The polls are clear: Americans on both sides of the major partisan divide agree on two things. Democracy is the best form of government, and this past year was a bad one for democracy in the United States.

We asked eight faculty and alumni experts to share their insights on the state of American democratic institutions and the challenges to them. The questions and issues go beyond the outcome of one election, but they have consequences for how we think about electoral politics at the federal level.

Is American democracy in crisis? Where are the biggest challenges? The areas of possibility? How do we re-store broadly shared trust in our federal institutions?

Our experts address these questions and share a few of their own—ones designed to help point the way for-ward in a nation whose demographics and social geography will continue to evolve.

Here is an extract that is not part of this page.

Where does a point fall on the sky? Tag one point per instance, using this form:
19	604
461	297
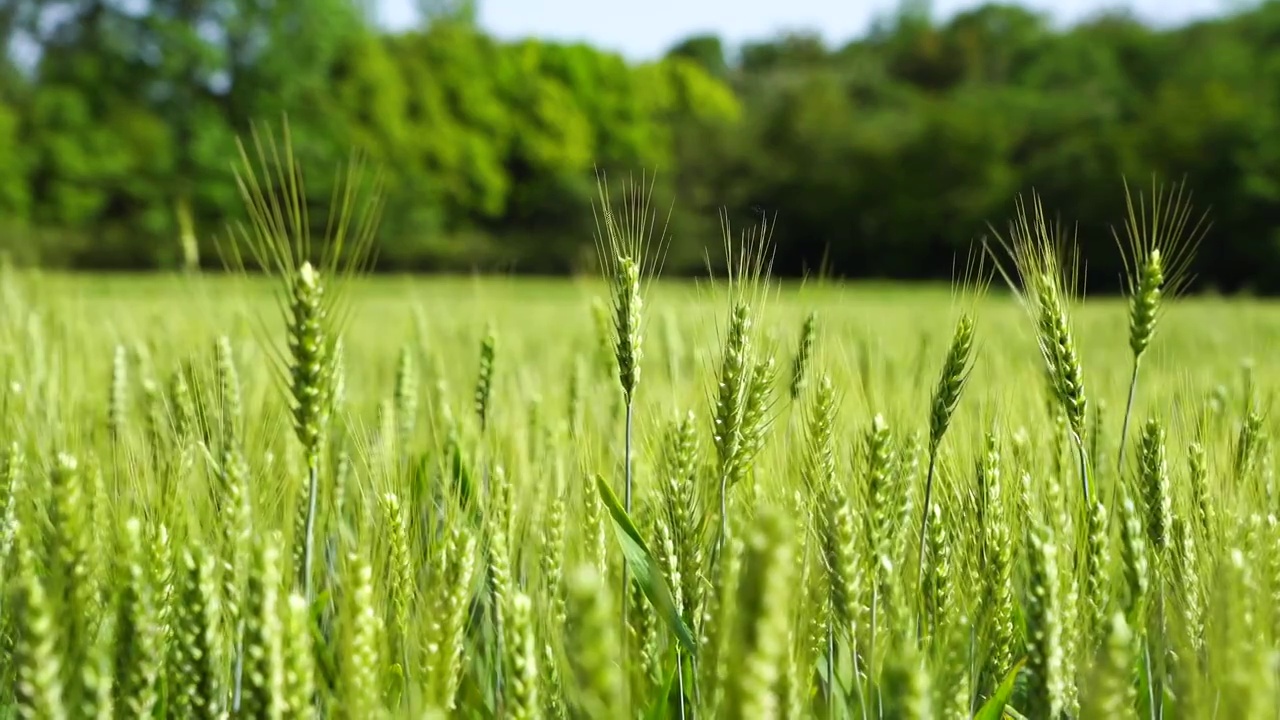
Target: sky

Interviews by Sandra Knispel and Karen McCally ’02 (PhD) | Illustrations by John Tomac

 
image of a fraying American flag

Cracks in the Foundation

Democracy is under strain, but the infrastructure remains largely intact.

The way I tend to think about democracy is that people have to trust that the rules are basically fair and that if their party or their team loses, the stakes of that loss are tolerable; that in the future they’ll be able to contest an election again; and that they’ll have a chance of winning. That trust keeps everyone committed to democracy and committed to playing by the rules.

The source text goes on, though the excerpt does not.